See that’s the thing, most of your enjoyment from metal comes from listening to the music, which overwhelmingly occurs during everyday life. That is, unless, you’re not about the music; you’re into the ‘scene’. But we’ll forget about UNABASHED FUCKING POSERS for now. Not even going to enter ANY of the debates about sound quality, digital recording, media, listening devices, immediacy, dealing with shitty record stores, modern genre dilution, blah blah blah. None of that really matters in reconciling the original statement posed by Bandcampbro. Here’s why. Wait, I mean “okay, this is epic” –

YOU CAN STILL LISTEN TO THOSE ALBUMS.

Fucking revelatory, I know. But it is the one point that seems to have been conveniently ignored in assessing the validity of the original post. Not only do all those genre-defining records still exist, but they’re almost all easier to source now. Sometimes at the touch of a button. In improved quality. With extra tracks. Alternate art. You name it. You can even pick up some of those classics in Full Dynamic Range on fucking Earache, so you can still support/promote corrupt business practices just like the good ol’ days.

To make a visual representation of my point, I’ve extrapolated the idea into this easy to follow definitive list of the best years to be a death metal fan:

1. [current year]
2. 2017
3. 2016
4. 2015
5. 2014
6. 2013
7. 2012
8. 2010
9. 2009
…….
…….
30. 1987
31. 2011
32. 1986
33. 1985

You can probably hear the old guard now, as they start popping out of the woodwork like an army of wind-up jack-in-the-boxes with all the predictability of their morning mug o’ Metamucil. You know, the same people who say the scene is dead but think Bandcamp is an American Pie reference. Those whose online presence seems to consist solely of turning up to criticise anything people outside of their generation enjoys and asking WebMD in all-caps if they have LIGMA. Aside from riling reactionary BM dorks, perhaps the next most insufferable form of metal nerd are these obstinate OSDM chuds. Stedfast in their stubborn refusal of anything remotely recent, they’ll talk at length about how the [insert scenes] were better, but when queried about the current scene(s) will blanket it with a generic “it’s all derivative shit” statement without being able to cite a single relevant upcoming band. They don’t care. In fact, the only reason they’re mad the new Abhorrence album will suck is because it might tarnish the name they purport as legendary when dismissing an entire generation of bands they claim illusory superiority over.

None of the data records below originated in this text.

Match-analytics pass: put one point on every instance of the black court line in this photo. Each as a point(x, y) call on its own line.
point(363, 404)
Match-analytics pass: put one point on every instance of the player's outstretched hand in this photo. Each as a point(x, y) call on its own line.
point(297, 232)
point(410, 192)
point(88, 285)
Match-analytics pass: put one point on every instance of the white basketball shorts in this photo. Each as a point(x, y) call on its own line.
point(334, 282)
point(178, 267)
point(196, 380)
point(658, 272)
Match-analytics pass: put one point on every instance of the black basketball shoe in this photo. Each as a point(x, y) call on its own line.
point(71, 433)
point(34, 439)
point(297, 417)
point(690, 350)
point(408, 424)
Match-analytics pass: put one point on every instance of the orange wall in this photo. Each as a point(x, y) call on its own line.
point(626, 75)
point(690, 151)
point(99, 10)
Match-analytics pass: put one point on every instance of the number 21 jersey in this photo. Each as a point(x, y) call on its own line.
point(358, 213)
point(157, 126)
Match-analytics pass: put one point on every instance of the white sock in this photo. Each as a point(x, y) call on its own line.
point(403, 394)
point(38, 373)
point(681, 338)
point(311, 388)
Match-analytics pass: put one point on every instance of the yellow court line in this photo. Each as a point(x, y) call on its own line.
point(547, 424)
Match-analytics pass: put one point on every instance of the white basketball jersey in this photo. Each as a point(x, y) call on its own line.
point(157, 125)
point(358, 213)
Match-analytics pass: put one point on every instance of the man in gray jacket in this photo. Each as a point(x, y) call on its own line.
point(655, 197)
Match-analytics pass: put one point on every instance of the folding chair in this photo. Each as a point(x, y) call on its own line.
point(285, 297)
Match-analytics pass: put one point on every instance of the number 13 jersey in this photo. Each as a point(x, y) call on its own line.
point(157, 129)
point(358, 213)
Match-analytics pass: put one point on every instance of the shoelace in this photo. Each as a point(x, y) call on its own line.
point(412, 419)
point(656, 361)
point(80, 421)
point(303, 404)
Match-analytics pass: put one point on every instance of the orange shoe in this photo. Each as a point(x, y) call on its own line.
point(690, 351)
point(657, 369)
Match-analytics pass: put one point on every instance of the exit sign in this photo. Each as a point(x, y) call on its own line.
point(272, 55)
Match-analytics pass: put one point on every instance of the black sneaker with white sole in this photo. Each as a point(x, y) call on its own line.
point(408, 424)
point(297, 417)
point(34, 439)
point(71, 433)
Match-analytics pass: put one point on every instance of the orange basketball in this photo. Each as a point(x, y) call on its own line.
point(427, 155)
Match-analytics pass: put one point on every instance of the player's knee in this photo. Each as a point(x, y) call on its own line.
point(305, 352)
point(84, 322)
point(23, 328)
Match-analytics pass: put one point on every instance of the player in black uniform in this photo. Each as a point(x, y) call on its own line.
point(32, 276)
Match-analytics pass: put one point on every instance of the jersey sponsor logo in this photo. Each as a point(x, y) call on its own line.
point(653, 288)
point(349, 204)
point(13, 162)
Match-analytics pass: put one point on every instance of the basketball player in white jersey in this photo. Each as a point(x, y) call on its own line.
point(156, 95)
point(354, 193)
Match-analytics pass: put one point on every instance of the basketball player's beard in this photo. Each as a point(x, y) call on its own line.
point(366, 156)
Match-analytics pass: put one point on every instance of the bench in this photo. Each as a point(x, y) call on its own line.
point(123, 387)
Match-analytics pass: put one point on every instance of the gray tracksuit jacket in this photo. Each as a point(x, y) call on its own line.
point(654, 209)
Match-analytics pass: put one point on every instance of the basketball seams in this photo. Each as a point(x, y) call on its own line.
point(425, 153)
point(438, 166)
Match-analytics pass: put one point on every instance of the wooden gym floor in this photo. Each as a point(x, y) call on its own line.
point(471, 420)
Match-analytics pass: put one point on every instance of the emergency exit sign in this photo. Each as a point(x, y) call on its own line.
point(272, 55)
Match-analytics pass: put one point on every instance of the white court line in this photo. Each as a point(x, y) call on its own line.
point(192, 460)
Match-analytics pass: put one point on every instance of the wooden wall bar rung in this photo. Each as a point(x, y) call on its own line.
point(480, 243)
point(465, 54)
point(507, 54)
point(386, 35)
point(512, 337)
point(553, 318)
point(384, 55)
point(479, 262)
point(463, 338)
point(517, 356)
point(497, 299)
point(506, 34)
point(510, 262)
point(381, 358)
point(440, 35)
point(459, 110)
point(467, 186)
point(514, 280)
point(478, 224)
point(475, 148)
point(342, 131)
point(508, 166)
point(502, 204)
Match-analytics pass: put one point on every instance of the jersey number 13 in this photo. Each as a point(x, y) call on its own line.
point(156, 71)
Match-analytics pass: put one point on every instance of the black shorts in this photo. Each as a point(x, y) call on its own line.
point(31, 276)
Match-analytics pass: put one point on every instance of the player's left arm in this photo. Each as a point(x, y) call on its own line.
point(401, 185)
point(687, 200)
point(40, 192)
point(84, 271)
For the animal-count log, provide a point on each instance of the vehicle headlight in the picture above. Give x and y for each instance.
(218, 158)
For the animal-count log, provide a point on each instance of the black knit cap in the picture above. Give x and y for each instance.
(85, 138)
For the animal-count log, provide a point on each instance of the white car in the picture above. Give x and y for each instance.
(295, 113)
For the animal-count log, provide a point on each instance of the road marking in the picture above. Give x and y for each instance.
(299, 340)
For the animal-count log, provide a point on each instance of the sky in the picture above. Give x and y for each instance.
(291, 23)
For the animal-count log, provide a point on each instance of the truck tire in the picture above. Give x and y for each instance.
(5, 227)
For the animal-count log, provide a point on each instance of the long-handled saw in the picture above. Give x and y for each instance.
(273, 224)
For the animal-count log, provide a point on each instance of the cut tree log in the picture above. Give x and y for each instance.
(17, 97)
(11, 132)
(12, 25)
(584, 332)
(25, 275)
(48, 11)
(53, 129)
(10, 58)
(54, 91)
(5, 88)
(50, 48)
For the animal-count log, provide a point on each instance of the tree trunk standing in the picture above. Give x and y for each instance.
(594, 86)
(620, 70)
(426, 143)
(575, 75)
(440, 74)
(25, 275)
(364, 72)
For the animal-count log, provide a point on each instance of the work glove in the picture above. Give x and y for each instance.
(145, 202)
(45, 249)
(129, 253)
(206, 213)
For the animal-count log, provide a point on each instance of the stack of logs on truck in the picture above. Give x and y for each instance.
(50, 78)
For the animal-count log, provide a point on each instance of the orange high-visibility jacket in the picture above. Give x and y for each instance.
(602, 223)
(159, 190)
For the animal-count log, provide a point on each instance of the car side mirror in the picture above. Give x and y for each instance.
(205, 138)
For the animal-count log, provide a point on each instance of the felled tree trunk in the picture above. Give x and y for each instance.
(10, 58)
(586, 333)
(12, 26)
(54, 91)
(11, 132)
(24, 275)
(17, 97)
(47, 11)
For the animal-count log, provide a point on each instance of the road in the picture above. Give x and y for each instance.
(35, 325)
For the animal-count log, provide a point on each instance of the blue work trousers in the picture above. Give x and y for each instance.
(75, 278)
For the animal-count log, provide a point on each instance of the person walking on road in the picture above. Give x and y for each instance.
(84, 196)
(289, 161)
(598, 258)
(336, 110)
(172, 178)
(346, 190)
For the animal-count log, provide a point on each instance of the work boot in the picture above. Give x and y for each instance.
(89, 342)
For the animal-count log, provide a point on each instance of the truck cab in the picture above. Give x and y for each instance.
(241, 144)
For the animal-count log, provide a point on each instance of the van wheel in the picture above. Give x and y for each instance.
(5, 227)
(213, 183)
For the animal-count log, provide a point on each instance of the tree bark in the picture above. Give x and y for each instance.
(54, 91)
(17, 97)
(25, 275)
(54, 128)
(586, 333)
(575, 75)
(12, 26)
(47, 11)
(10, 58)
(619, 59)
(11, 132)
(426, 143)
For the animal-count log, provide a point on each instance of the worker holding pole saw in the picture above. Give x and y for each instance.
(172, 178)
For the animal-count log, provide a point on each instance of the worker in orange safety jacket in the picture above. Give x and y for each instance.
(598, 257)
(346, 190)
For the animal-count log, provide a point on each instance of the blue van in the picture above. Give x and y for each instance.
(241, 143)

Next are the <30 y/o pedants who espouse the exact same rhetoric yet without having lived it. Yes, Demilich are touring on the back of their one and only record from 25 years ago with no new album, but that’s fine, we’ve got NucleusTomb Moldet al to fill the void. If, when someone says you might like Chthe’ilist as they sound like a mix of Timeghoul and Demigod, your first reaction is to snobbishly tell them “well ackshually, Necrovatory did it first”, you’re a prime candidate for this category. There’s no denying your intimate knowledge of the genre we know and love is fantastic, that you’re an asset to the community, and that your Mum is very proud, but if you think gatekeeping the already niche demographic is somehow going to increase reverence people have for those glory days, your approach is completely backward. And if you wanna just stick to listening to your dusty old faves in exclusivity, that’s fine too. Just don’t expect anyone to take your opinion as seriously as people who maintain an active interest in death metal’s past, present, and more importantly, its future.

So, to close out this rant de redondance I’d like to pose a question – has there ever been a better time to be a death metal fan?